I do not want to hurt anyone by breaking up with my gf but it seems like the only option

I (m19) have a gf (f20) of 10 months. We’ve become extremely close: meet VERY often, our families got to know each other and are good friends, we go to the same school. The thing is, I’ve come to realize I feel like a better person when I’m single.

She is really invested I believe, which makes it even more difficult to actually face myself with the truth that I want to break up. I feel like a terrible person for it. Even bringing it up to my mom would result in a talk about how I’m doing a mistake and so on.

But you know what sucks the most? I feel like we’d be better off as friends. I realized this too late, there’s no going back to friends now. From my side, yes, but it would devastate her. For some reason, I think of her as a best friend all the time – not a lover. We have very different outlooks on life and from all our differences, this one feels the like the heaviest (she’s a 100% rational person, relying on numbers and data, while I’m a more feelings-based person).

And again, I feel terrible for this. But I want to be single and focus on myself more. I want to read more, study for university, practise playing music, launch a project that would make me some money and much more.

What should I do?

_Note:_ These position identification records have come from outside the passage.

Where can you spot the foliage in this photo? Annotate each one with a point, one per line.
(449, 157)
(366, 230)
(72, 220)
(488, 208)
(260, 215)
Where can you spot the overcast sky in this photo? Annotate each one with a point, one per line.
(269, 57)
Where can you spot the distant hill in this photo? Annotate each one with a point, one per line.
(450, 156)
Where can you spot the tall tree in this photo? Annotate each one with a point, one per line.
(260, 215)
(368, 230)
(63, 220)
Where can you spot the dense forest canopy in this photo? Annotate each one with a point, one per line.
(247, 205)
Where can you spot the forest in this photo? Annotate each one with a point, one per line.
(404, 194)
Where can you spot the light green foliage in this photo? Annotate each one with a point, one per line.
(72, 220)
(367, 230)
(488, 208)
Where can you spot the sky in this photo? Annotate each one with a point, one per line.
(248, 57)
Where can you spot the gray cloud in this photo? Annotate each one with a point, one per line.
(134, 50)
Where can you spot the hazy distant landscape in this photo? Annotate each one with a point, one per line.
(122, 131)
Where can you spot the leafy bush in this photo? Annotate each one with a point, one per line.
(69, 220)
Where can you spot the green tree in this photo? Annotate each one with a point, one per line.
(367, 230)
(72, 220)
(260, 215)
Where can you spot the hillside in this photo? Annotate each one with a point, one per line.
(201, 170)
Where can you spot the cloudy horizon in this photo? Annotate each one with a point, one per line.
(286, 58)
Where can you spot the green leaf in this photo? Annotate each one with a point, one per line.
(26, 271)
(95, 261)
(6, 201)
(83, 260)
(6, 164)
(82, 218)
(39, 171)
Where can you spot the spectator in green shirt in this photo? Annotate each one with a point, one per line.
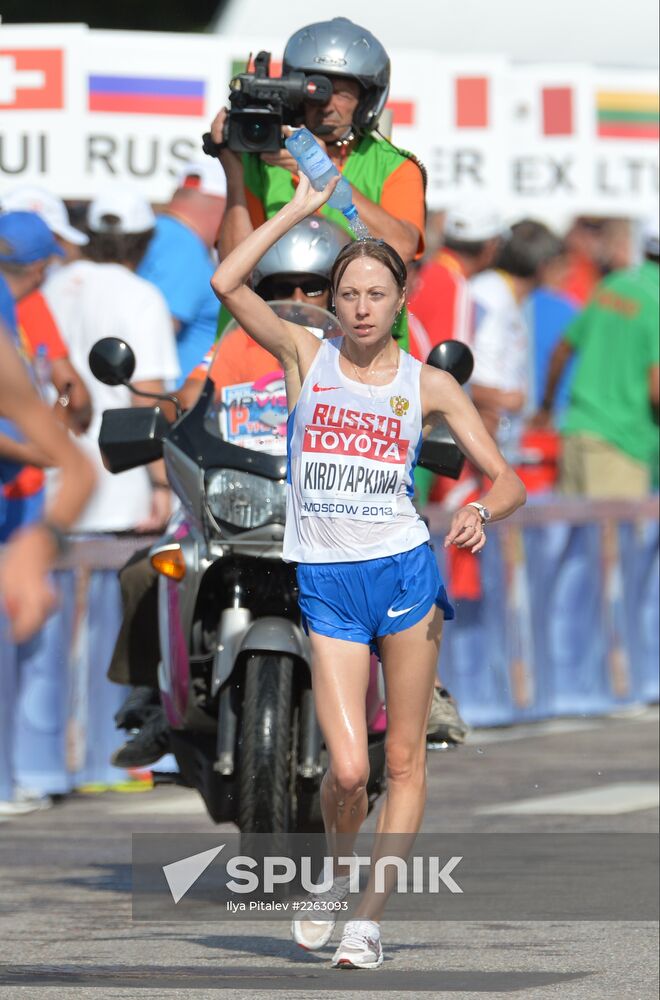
(610, 430)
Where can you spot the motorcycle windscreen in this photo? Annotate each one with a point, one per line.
(248, 406)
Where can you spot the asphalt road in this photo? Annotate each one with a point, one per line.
(65, 889)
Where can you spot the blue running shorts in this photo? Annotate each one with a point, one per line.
(359, 601)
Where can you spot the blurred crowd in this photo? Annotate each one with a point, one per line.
(563, 326)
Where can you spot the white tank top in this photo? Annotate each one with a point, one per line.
(352, 450)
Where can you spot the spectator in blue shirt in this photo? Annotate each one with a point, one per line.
(179, 259)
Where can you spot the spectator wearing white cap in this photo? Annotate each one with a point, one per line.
(51, 208)
(610, 429)
(37, 325)
(440, 299)
(104, 297)
(179, 260)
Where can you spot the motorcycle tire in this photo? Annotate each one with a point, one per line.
(265, 768)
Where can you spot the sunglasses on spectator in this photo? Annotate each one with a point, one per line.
(282, 288)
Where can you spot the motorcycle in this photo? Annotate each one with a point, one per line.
(234, 676)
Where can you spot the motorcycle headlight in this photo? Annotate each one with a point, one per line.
(245, 500)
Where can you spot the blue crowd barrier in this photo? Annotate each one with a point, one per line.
(568, 624)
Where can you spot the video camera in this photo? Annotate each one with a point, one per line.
(261, 105)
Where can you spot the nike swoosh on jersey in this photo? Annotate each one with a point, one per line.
(391, 613)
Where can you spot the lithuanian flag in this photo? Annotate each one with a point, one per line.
(627, 114)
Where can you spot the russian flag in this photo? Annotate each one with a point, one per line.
(146, 95)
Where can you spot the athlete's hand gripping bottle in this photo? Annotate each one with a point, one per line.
(319, 168)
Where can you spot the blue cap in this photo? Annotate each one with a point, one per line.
(25, 238)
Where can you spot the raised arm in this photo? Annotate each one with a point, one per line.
(443, 397)
(230, 280)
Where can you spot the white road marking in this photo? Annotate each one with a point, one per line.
(604, 800)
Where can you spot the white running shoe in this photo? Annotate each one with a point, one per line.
(360, 946)
(314, 934)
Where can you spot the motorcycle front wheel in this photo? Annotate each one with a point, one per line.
(265, 768)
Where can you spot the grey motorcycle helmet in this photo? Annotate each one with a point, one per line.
(310, 247)
(341, 48)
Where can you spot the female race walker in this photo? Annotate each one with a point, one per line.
(359, 409)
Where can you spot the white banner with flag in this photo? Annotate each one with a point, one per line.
(80, 107)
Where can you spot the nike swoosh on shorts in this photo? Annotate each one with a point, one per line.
(391, 613)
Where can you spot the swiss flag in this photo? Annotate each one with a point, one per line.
(31, 78)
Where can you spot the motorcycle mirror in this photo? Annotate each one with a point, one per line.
(454, 357)
(112, 361)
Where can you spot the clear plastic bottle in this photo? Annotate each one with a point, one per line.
(319, 168)
(42, 371)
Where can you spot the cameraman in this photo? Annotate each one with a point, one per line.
(388, 184)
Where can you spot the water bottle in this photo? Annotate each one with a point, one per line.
(319, 168)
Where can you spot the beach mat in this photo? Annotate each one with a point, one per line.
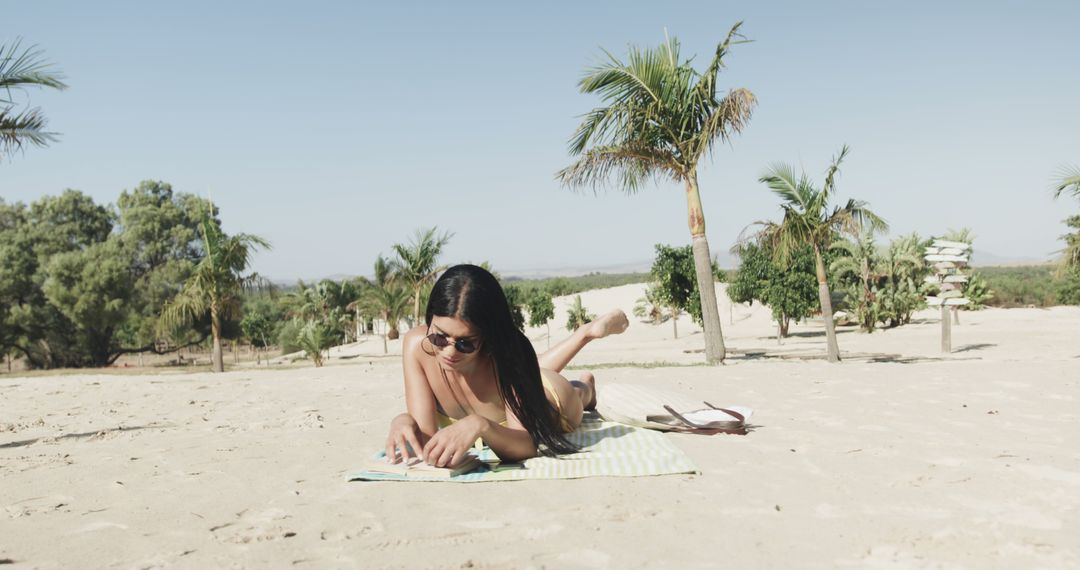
(608, 449)
(634, 405)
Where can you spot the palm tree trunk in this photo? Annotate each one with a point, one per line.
(715, 352)
(216, 360)
(416, 307)
(826, 308)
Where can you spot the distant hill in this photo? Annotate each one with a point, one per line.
(726, 260)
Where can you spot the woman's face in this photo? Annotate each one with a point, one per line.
(459, 334)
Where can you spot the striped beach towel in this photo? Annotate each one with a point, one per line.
(608, 449)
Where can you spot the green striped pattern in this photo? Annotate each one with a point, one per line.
(608, 449)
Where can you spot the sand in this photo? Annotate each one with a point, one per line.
(899, 457)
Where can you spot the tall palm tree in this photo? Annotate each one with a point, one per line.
(808, 221)
(417, 262)
(1070, 256)
(21, 68)
(387, 297)
(216, 284)
(860, 258)
(662, 118)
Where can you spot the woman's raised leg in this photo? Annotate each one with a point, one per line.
(556, 358)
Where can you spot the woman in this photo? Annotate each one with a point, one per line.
(471, 375)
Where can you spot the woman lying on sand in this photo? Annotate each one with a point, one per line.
(471, 375)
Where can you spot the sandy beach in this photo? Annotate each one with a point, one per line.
(899, 457)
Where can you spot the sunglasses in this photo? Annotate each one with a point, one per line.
(441, 341)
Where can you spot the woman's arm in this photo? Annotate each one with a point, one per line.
(419, 398)
(413, 430)
(450, 444)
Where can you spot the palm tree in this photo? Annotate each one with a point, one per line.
(662, 118)
(808, 221)
(386, 297)
(1069, 182)
(216, 285)
(417, 262)
(19, 68)
(860, 259)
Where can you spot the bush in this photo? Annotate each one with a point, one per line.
(287, 336)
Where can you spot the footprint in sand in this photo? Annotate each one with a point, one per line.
(264, 526)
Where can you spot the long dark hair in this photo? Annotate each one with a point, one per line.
(472, 294)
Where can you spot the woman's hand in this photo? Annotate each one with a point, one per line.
(404, 433)
(449, 445)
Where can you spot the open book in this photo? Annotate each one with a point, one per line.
(416, 467)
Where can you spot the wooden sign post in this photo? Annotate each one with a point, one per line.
(947, 259)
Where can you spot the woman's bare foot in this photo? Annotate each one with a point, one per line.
(611, 323)
(586, 383)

I worry my mom would not be supportive of me, even feel like I’m a failure… Just telling her I broke up would end up being a big shock for her.

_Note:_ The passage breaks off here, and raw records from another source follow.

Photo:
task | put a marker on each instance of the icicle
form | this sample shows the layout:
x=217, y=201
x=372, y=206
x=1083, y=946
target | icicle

tl;dr: My gf feels like a friend to me, but I do not want to hurt her feelings

4 comments
  1. Stringing her along when you no longer feel for her romantically is actually cruel, breaking up with someone you care about is the kind thing.

    I know you are a teenager but you are also an adult, your mother isn’t dating your girlfriend, she’s entitled to feel how she feels but she cannot tell you what is best for you. Only you know that.

  2. Perhaps you can show her this. You’ve laid out your feelings very well.

    The worst thing that you could do would be to string her along, wasting her time and letting her feel more hurt as she senses that something is wrong but doesn’t know what it is or how to fix it.

  3. Just be honest with her, that you’ll never be truly happy with her in a relationship. Keep in mind, that in doing this you may lose her as a friend too as if she really is invested in the relationship, a break up will crush her. The best thing she can do is go No Contact forever and if she’s smart, she’ll figure it out sooner or later.

    That is often the risk of a relationship, it’s all or nothing.

  4. As someone who’s gone through something similar and is also very rational myself- just tell her that you dont want to continue dating. Let her make the choice if she wants to continue a friendship. At least you found out 10 months in instead of years later. You gave it a try and it didn’t work out in the end for you. That’s part of dating. It hurts for both people but you gotta do what you gotta do.